SmartPay raises $2.3 mln in discounted share offer
By Paul McBeth
Dec. 21 (BusinessDesk) – SmartPay Ltd., the EFTPOS services company that bought distressed Provenco-Cadmus assets, raised $2.3 million through a series of discounted private placements, and has secured a $2 million funding line.
The company boosted the number of shares on issue by about a tenth, selling some 113.8 million shares off-market at 2 cents apiece. That’s a 30% discount to the 2.6 price the stock is currently trading at. At the same time, SmartPay secured a new funding line at a cheaper, 10% per annum rate, which it’s drawn down by $1 million. The facility carries an option to convert any debt to equity on or before Feb. 15 2013.

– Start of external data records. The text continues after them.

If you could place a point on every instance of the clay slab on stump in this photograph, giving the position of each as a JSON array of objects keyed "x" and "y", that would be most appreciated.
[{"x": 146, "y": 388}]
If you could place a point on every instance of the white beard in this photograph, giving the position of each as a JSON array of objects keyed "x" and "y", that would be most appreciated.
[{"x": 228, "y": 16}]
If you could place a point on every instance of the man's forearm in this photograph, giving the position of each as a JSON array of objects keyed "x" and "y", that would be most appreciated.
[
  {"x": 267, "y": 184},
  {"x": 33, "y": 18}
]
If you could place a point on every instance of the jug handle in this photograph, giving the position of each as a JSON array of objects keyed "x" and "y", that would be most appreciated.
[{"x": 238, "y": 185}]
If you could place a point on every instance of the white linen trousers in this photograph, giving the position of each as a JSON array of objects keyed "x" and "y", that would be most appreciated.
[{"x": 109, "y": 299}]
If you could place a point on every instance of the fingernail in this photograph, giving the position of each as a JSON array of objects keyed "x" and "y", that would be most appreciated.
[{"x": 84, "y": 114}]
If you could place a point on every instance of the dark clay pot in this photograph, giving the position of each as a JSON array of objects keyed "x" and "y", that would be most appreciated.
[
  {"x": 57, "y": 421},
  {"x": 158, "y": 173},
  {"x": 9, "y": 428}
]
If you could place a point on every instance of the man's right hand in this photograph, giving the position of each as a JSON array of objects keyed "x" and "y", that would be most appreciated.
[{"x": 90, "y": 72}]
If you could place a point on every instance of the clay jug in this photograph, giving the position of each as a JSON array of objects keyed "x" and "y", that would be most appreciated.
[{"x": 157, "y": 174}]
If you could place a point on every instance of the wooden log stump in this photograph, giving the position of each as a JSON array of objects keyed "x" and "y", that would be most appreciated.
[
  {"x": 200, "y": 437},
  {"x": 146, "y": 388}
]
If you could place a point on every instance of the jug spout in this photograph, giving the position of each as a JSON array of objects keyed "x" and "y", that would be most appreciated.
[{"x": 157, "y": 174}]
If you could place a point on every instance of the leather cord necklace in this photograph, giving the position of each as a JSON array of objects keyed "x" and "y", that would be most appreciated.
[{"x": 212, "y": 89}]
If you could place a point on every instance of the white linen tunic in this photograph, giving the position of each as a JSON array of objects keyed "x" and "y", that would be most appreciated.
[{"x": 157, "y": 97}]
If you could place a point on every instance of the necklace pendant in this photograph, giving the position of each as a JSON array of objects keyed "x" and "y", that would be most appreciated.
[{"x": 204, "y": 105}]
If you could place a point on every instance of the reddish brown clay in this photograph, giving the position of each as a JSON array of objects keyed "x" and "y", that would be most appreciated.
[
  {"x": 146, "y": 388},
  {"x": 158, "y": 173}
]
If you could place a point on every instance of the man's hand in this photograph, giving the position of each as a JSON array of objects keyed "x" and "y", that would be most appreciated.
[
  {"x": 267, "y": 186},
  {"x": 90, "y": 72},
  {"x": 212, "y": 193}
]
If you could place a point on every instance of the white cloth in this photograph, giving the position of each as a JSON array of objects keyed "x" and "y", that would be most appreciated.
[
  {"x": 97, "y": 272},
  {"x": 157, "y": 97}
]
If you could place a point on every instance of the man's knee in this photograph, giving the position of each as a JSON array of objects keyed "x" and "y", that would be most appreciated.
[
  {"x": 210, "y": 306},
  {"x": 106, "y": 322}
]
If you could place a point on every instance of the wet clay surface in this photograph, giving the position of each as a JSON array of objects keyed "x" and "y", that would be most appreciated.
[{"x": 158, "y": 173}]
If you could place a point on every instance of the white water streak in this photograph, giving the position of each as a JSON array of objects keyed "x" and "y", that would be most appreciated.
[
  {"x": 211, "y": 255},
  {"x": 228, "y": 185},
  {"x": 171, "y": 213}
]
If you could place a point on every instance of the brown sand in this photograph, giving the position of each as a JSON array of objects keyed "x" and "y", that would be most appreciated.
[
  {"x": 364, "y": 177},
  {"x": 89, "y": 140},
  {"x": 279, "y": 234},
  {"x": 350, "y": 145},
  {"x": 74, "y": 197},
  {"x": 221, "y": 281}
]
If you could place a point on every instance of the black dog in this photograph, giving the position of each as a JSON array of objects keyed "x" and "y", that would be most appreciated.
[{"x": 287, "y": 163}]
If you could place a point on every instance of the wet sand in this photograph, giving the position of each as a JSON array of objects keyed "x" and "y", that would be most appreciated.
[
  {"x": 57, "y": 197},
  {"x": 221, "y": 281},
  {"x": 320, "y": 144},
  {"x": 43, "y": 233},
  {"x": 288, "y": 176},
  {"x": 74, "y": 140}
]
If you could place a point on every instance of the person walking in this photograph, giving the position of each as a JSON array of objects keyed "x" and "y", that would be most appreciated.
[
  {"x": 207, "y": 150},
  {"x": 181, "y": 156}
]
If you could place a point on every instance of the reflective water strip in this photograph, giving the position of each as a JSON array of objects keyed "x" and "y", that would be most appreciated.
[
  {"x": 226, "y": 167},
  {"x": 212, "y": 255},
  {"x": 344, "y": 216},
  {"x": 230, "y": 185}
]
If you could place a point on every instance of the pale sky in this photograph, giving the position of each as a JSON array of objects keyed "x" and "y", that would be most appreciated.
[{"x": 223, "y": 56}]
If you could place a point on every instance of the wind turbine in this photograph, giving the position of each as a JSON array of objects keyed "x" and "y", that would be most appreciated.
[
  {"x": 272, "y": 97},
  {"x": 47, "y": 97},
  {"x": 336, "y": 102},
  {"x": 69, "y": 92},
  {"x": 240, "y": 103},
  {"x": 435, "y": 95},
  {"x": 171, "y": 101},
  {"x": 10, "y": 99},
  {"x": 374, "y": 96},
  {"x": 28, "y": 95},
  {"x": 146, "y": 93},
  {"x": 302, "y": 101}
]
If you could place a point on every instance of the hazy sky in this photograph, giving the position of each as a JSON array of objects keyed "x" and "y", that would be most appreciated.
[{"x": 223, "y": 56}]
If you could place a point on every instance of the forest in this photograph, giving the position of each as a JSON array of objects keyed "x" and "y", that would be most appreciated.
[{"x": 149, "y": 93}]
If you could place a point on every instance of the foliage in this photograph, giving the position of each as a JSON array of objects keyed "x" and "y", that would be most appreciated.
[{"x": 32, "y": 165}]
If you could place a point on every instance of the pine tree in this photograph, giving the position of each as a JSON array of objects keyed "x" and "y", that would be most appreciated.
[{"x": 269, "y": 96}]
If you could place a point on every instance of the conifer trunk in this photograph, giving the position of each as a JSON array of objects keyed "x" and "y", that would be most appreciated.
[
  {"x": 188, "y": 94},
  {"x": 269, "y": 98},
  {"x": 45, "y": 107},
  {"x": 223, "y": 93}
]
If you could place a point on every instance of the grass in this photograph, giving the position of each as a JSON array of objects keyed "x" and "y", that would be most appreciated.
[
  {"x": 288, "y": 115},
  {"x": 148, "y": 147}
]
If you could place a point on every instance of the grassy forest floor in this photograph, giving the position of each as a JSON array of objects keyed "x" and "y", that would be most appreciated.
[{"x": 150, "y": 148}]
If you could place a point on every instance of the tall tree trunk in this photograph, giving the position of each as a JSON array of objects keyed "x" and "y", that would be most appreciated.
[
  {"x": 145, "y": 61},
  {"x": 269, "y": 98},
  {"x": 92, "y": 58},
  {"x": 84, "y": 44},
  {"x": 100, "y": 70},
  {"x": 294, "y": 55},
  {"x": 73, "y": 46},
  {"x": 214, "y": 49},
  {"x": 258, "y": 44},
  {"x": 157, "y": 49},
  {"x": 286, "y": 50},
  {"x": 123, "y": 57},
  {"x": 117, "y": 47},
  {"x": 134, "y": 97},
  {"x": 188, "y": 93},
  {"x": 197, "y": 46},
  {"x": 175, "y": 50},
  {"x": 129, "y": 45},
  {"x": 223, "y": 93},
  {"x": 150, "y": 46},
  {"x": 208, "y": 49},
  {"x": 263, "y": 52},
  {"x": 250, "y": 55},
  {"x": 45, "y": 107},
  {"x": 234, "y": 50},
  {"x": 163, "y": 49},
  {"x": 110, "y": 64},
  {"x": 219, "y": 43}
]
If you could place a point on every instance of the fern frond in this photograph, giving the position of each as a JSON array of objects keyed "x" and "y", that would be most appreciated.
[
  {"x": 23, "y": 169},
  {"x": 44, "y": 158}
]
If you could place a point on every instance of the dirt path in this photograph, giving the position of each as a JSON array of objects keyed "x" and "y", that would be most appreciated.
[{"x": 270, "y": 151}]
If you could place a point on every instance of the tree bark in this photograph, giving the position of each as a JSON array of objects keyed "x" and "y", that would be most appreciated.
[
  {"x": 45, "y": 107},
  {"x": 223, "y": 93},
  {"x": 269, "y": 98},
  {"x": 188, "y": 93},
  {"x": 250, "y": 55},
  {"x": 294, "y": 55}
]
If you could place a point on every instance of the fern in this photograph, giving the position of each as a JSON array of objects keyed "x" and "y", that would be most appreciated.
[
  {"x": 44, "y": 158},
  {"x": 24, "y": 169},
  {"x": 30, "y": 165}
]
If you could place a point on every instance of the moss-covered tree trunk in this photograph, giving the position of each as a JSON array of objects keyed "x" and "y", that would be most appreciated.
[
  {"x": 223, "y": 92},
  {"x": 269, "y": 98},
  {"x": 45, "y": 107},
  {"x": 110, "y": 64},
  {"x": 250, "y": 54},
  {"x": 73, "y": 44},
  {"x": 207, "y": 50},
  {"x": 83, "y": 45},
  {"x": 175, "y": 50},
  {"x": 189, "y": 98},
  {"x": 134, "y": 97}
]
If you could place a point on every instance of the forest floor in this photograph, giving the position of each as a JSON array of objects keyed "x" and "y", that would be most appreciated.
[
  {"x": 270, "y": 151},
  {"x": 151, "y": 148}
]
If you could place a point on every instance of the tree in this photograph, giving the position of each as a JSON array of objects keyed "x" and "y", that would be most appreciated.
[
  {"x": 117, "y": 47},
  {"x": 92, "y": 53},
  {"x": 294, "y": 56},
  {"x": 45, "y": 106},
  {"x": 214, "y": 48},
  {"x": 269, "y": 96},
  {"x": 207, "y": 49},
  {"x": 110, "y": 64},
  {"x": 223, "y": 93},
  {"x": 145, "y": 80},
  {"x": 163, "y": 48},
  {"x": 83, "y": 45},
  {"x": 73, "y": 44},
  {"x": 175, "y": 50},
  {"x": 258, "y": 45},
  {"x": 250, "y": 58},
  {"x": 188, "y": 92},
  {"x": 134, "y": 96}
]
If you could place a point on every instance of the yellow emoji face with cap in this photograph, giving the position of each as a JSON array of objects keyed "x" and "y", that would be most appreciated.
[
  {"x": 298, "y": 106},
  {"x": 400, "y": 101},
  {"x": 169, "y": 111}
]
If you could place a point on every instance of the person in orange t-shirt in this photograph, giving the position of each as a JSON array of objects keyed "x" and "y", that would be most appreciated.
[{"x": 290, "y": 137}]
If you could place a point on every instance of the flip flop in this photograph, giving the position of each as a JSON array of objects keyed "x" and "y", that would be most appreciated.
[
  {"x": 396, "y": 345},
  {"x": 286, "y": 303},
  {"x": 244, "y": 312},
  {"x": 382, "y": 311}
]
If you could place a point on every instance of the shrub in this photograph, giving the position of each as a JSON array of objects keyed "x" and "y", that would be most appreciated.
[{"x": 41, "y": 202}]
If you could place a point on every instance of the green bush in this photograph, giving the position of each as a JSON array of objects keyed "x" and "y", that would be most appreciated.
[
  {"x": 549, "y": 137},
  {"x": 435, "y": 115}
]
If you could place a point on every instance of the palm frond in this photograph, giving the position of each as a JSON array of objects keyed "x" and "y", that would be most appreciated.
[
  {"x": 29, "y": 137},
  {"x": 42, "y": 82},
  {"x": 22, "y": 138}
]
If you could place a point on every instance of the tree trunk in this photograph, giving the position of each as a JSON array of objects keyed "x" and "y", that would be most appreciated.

Chairman Wayne Jonson said the placement and debt raising was needed to meet upcoming repayments due this month and in February next year and to ensure working capital levels are maintained to meet the company’s forecasts.
“New Zealand’s equity markets continue to be difficult for capital raising,” Johnson said in a statement. “This capital raising and having access to over $5 million in new equity and loans is a great endorsement of our business model and is particularly pleasing given the tight funding environment.”
Earlier this month SmartPay said it will seek a listing in Australia to help cement its presence across the Tasman in the coming 12 months. At the same time, chairman John Setton stood down.
The shares were unchanged at 2.6 cents today.